Dancing round a maypole
This one of the most recognisable activities associated with May Day, and is still popular today.
It involves a tall wooden pole being set up – usually in a park or village green – which has numerous colourful ribbons attached to it.
Holding the end of a ribbon each, people dance around maypole causing the ribbons to become entwined, before reversing their steps and detangling them.
The May Queen will also be crowned, often chosen from local schoolgirls, and is done in homage to the Roman goddess Flora.
Bathing in morning dew
Some of the oldest May Day traditions relate to morning dew, with folklore suggesting anyone who ‘bathed’ in it would have beautiful complexion for the following year.
Bathing, or rolling around in the dew, would bring flawless skin and protect the person from freckles, sunburn, wrinkles, pimples and spots.
It was also said to cure headaches and give the washer a dewy-eyed complexion in the morning, even with little sleep.
A traditional rhyme claimed that “a maid who rises early on May morning and washed in the dew from the hawthorn tree, will ever be handsome be.”
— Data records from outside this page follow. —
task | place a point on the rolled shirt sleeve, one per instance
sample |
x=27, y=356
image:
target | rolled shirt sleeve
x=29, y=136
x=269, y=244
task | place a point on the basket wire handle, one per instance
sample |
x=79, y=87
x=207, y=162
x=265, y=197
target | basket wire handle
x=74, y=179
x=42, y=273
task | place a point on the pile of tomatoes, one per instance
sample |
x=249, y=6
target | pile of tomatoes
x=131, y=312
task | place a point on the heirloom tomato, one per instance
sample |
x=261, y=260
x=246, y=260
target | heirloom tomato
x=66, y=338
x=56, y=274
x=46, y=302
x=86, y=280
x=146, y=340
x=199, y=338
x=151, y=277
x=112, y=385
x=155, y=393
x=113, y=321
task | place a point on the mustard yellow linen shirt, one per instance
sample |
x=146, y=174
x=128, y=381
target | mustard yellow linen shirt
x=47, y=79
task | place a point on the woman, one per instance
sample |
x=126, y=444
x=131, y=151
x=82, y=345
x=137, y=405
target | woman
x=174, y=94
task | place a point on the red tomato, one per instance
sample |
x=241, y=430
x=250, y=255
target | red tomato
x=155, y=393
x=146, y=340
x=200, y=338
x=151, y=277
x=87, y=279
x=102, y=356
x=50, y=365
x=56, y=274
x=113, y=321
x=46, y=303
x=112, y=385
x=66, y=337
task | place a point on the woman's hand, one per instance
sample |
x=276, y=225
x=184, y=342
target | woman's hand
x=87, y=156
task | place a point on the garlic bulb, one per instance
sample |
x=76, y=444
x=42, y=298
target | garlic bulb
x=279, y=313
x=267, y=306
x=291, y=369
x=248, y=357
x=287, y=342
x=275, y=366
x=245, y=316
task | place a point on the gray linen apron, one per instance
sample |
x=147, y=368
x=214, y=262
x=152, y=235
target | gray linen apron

Men who washed their hands in the dew were said to be gain skills in tying knots and operating locks.
Jumping from Oxford's Magdalen Bridge
Oxford has its own unique celebrations, where for the past 500 years people gather outside Magdalen College from around 6am to celebrate the spring festival.
The early-morning May ritual saw thousands turn out to listen to Magdalen College Choir sing hymns from the college's Great Tower.
Last year a record-breaking 27,000 people attended to enjoy the early-morning festivities.
But the uni town has also seen people - often students - jump off the Magdalen Bridge into the River Cherwell.
Previously people have broken through safety barriers to jump into the water below, and the trend has seen its fair share of accidents over the years, but no one is thought to have jumped since 2010.
Morris Dancing
Another typically British tradition, Morris Dancing is often seen at May Day celebrations.
Getting its name from 13th century Moorish, or Moresco dancers, it involves people dressed in white shirts and colourful ribbons with bells on their shins.
The folk dance sees choreographed steps with dancers clashing wooden sticks together.
Bank Holiday
Dating back to the 19th century, the date was used to celebrate International Workers' Day, most commonly supported and promoted by socialist and communist groups.
It was used to commemorate the Haymarket affair, a bombing of a labour demonstration in Chicago in 1886, where seven police officers and four workers were killed.
In the second half of the 20th century, the day became associated with a day off work.
While May 1 itself is not a bank holiday, the first Monday following that date is declared a national holiday.